Brasil,

TOKIO MARINE SEGURADORA

O Consumidor e o Poder Econômico

Voltaire Marensi - Advogado e Professor Voltaire Marensi - Advogado e Professor

Confesso que, de início, fiquei entusiasmado quando me deparei com o Projeto de Lei, número 1200, de 2020, de autoria do Senador Rodrigo Cunha, que “institui a moratória em contratos essenciais, securitários e educacionais em favor dos consumidores afetados economicamente pela pandemia de coronavírus (COVID-19)”. Mas, só, em um primeiro momento.

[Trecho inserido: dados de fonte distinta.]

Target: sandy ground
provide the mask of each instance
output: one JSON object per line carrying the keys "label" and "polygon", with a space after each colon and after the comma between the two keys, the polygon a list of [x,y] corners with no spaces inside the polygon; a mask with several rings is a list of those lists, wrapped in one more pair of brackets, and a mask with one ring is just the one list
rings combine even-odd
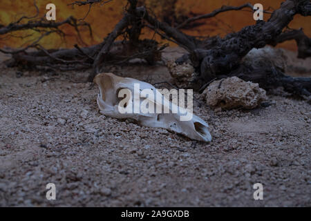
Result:
{"label": "sandy ground", "polygon": [[[0,68],[1,206],[311,206],[305,102],[269,95],[268,107],[220,113],[194,102],[210,126],[206,144],[101,115],[98,89],[73,81],[84,73]],[[110,70],[169,79],[160,65]],[[255,183],[263,200],[254,200]]]}

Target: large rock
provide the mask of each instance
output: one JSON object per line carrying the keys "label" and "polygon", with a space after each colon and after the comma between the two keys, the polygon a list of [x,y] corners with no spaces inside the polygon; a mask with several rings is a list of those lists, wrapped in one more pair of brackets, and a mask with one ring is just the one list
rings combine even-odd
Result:
{"label": "large rock", "polygon": [[258,84],[245,81],[237,77],[212,82],[204,90],[208,105],[214,108],[252,109],[267,99],[265,90]]}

E vou tentar justificar meu entusiasmo fugaz. Ele, meu entusiasmo, arrefeceu quando me deparei com o que está escrito no artigo 4º, que vale sua transcrição integral: “São sujeitos à moratória de que trata o art 2º os contratos de seguro, inclusive de saúde, e previdenciários, em vigor anteriormente a 20 de março de 2020, de consumidores pessoas físicas que, em razão do estado de calamidade pública provocado pela pandemia de coronavírus, tiveram sua fonte de renda comprometida de modo que o pagamento desses serviços e produtos possa comprometer o mínimo existencial do consumidor e seus dependentes”.

É no § 1º que vem minha, data vênia, decepção. Ele diz, textualmente:

  • 1º Os pedidos de moratória serão encaminhados às empresas dos serviços por meio eletrônico na forma do art. 2º, §§ 2º a 4º.

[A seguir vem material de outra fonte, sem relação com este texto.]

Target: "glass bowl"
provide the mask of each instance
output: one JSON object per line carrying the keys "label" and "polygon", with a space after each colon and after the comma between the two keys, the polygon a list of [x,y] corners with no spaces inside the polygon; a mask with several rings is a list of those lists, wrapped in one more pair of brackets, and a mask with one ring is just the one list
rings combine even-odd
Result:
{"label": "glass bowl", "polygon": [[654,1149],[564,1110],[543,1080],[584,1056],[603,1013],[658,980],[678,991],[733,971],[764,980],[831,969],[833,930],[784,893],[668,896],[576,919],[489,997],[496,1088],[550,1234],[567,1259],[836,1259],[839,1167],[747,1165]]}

Na justificação do projeto está escrito o seguinte: “Os contratos de seguro, inclusive de saúde, e previdenciários sujeitam-se também a moratória, desde que o consumidor comprove que a pandemia comprometeu a sua fonte de renda. É vedado, assim, que se recuse cobertura por inadimplemento das obrigações vencidas no período da moratória.”

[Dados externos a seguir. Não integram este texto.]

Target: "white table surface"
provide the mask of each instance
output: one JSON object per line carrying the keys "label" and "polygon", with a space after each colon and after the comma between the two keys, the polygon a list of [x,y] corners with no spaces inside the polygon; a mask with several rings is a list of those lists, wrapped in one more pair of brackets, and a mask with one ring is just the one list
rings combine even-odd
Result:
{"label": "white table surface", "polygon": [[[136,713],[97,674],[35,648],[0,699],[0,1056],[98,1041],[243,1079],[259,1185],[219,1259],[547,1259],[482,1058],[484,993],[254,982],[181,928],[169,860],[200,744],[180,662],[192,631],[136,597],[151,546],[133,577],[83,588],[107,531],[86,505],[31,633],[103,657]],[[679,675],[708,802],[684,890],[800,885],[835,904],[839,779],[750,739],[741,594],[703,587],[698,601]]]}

Será que o brasileiro notadamente o cidadão mais idoso tem acesso à via eletrônica? Outra pergunta básica: Será que estas empresas – pois elas que julgarão – vão saber sopesar, ou melhor, julgar criteriosamente se o consumidor está, ou não, em condições de adimplir sua obrigação? Não se cuida de um critério um pouco exacerbado conferido a essas entidades?

Ninguém ignora a quantidade de processos ajuizados por consumidores pretendendo em planos de saúde minimizar os valores reajustados por essas entidades até de um modo discricionário. E isto todos nós somos sabedores, não é verdade?

Os nossos leitores hão de me advertir: cuida-se de uma situação sui generis. Por isto, os empresários se “tornarão mais condescendente? Mais bonzinhos?

Ah, não. Este projeto tem precedente na lei alemã recentemente aprovada segundo uma grande jurista que ajudou a elaborar esta lei. Será que os nossos comportamentos são iguais? Ou cuidam-se de pessoas e de empresas em situações culturais e financeiras bastante diversas?

De outro giro, em nosso direito positivo há uma norma consagrada no artigo 317 do Código Civil que trata da teoria da imprevisão, ou em uma análise menos acadêmica o juiz vai julgar certas situações que se desencadeiam na vida nas quais é impossível mantê-las tais como está posta. Lógico que não quero invocar esta situação até porque os nossos tribunais ficariam mais abarrotados de processos frente a uma hecatombe que foi desencadeada por essa pandemia.

Mas, data vênia, o que me preocupa é o critério como o projeto está redigido com as redobradas vênias dos consagrados juristas que ajudaram a elaborar esta lei.

Não seria mais fácil a criação de departamentos setorizados de apoio à crise que estivessem mais familiarizados com o problema? Ou seja, um comitê de crise sem laços de subordinação quer aos consumidores, quer aos empresários. Não fica mais harmônico e palatável uma situação deste jaez ou equivalente a esse princípio básico plasmado na imparcialidade?

É mais democrático, mais brasileiro e mais autêntico.